Google is unlikely to come right out and compare Australia to China, but the implication is obvious—and has been made explicit by other groups. Reporters Without Borders said recently that Australia would “be joining an Internet censors’ club that includes such countries as China, Iran, and Saudi Arabia.”

The second relates to the company handing over the data to some of the countries. The article’s conclusion-

It’s likely that, once government regulators begin digging in, the most interesting thing they’ll find is just how mundane most of our lives really are. Still, the fact that it’s out there in the hands of Google—and now certain governments—is unsettling for many Internet users. We have no doubt that there will be more uproar over this issue in the months to come, especially if someone comes forward about exactly what kind of personal tidbits were found in Google’s archives.

And the most outrageous of them all is the EU’s plan to monitor and record all internet searches in order to “protect the children.”-

The European Parliament’s website urging its members to sign Declaration 29 seems well-meaning enough, with a frightened-looking child and a plea to end sexual harassment, child porn, and pedophilia. However, privacy advocates are concerned over a semi-hidden rider on the declaration that allows EU member states to retain data from search engines, essentially eliminating any privacy EU citizens previously had when surfing the Web.

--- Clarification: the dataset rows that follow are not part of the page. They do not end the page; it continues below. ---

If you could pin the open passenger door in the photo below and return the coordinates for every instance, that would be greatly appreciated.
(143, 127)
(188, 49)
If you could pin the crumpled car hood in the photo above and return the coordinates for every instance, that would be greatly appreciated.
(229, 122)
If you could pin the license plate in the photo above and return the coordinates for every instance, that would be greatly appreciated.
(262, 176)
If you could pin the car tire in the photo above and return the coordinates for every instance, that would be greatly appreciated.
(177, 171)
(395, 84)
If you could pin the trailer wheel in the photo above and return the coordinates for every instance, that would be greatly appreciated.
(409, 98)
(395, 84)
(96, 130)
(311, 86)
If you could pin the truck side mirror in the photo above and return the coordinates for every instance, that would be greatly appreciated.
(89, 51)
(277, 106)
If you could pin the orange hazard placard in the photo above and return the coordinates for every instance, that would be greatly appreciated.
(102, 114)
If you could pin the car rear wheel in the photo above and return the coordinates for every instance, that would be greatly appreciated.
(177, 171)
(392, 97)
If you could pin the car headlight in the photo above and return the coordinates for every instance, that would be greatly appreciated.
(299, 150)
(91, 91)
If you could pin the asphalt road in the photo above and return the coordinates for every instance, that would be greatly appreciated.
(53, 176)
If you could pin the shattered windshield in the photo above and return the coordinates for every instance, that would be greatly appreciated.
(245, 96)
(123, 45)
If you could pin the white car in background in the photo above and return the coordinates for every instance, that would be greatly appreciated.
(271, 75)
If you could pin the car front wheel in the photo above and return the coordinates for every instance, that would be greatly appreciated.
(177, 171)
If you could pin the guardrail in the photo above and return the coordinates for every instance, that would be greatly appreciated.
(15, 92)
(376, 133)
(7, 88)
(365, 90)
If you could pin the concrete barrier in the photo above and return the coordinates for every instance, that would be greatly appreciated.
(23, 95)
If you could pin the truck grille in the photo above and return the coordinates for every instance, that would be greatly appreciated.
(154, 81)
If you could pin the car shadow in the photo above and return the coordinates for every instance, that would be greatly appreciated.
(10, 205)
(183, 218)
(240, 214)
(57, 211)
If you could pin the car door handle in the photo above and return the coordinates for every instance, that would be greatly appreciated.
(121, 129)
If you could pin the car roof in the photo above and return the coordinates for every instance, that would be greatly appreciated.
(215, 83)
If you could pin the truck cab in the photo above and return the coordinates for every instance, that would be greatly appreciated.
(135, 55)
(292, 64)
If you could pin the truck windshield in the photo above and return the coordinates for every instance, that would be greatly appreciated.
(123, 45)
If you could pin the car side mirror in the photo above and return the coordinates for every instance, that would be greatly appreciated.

[P]arliament member, Cecilia Wikström, wrote an open letter to her fellow parliament members saying that she made a mistake in signing the declaration. “The Written Declaration is supposed to be about an early-warning system for the protection of children. Long-term storage of citizens’ data has clearly nothing to do with ‘early warning’ for any purpose,” Wikström wrote. “[I]t seems very likely that MEPs signed the Written Declaration unaware of this aspect of the text, just like I did… The declaration is likely to get all the signature[s] it needs and therefore I urge those of you who may have signed it by mistake to withdraw your signature.”

Love the comments-

Child porn. The universal excuse for Big Brother fascism.

We would almost be better off to legalize the filth, than suffer the much broader reaching consequences of having its emotional impact used to undercut all sane policy.


The constitution is on hold for those evil child molesters and terrorists. And if you don’t support these laws you must be one so you need to be watched. /s unfortunately there is no shortage of people that beleve freedom is dangerous and normal people should not have it.